The Statutory Auditor, a vector of trust
The first mission of the Statutory Auditor is to ensure the accuracy of the annual accounts. This assignment, carried out by an external and independent auditor (appointment is mandatory and fees are legally fixed) is a guarantee of trust for third parties.
Indeed, the purpose of accounting is to provide reliable financial information in order to be able to inform partners and third parties of the company’s situation. The presentation of accounts is also often requested by lending organizations before obtaining a credit, it can also serve as a basis for wage negotiations, it makes it possible to determine what dividends will be paid to partners, and it is also the basis for calculating taxes….

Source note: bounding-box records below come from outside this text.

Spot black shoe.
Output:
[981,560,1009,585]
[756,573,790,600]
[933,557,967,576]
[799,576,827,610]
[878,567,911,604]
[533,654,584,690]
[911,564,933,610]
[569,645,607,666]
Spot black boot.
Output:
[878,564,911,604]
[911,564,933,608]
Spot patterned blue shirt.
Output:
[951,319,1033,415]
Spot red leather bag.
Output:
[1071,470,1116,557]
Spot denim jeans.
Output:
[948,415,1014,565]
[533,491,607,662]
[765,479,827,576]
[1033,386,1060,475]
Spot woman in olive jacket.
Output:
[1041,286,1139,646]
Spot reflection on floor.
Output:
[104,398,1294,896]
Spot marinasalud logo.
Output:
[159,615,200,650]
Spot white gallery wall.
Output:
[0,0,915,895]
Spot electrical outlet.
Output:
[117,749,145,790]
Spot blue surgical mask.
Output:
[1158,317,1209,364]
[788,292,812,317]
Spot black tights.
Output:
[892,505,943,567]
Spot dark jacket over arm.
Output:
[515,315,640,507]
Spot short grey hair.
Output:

Accounting, as an information tool, therefore has a key role in the economic life of a society; however, to have value, information must be reliable (all the more so in a world where false information tends to spread rapidly).
The mission of the Statutory Auditor is therefore to verify the reliability of accounting information Through his audit work, he will ensure that it presents a true and fair view of the economic reality of the company and will strengthen the confidence of third parties in the company’s accounting.
Statutory auditor
A partner for society
As part of his audit assignment, the Statutory Auditor is also required to intervene on a number of subjects that affect the life of a company. This is for example:
- capital transactions (increase or decrease),
- interim dividend distributions, the payment of stock dividends of the transformation of society.
- the issue of bonds convertible or exchangeable for shares
- etc….
interim dividend distributions, the payment of stock dividends of the transformation of society.
the issue of bonds convertible or exchangeable for shares
etc….
These interventions make the Statutory Auditor a key partner who, through his expertise and experience, helps the company at certain important moments in its development.
However, his involvement is limited because, given his supervisory role, too much involvement in management would make him a judge and party. This is why an External Auditor makes “recommendations”, but cannot implement them.
A player in the prevention of business difficulties
The Statutory Auditor, who in the course of his assignment realizes that the company’s survival could be compromised, must initiate an alert procedure (art 234-1 of the French Commercial Code). The Statutory Auditor will therefore alert the President or the manager of the company, who will be obliged to explain the reasons for the situation and the means implemented to restore it.
If the Commissioner finds that the facts persist or if he considers that the measures taken are insufficient, he may convene a meeting of the supervisory or administrative board to discuss the situation.
As a last resort in cases of urgency and inaction by the management bodies, it may convene the general meeting to decide on the difficulties encountered.
In conclusion, the Statutory Auditor, through his various missions, is an actor who provides long-term support (for a period of 6 accounting years, renewable) for the company’s development. In addition, its missions are evolving, it may have to decide on the implementation of Corporate Social Responsibility, and it thus adapts to the new issues faced by companies.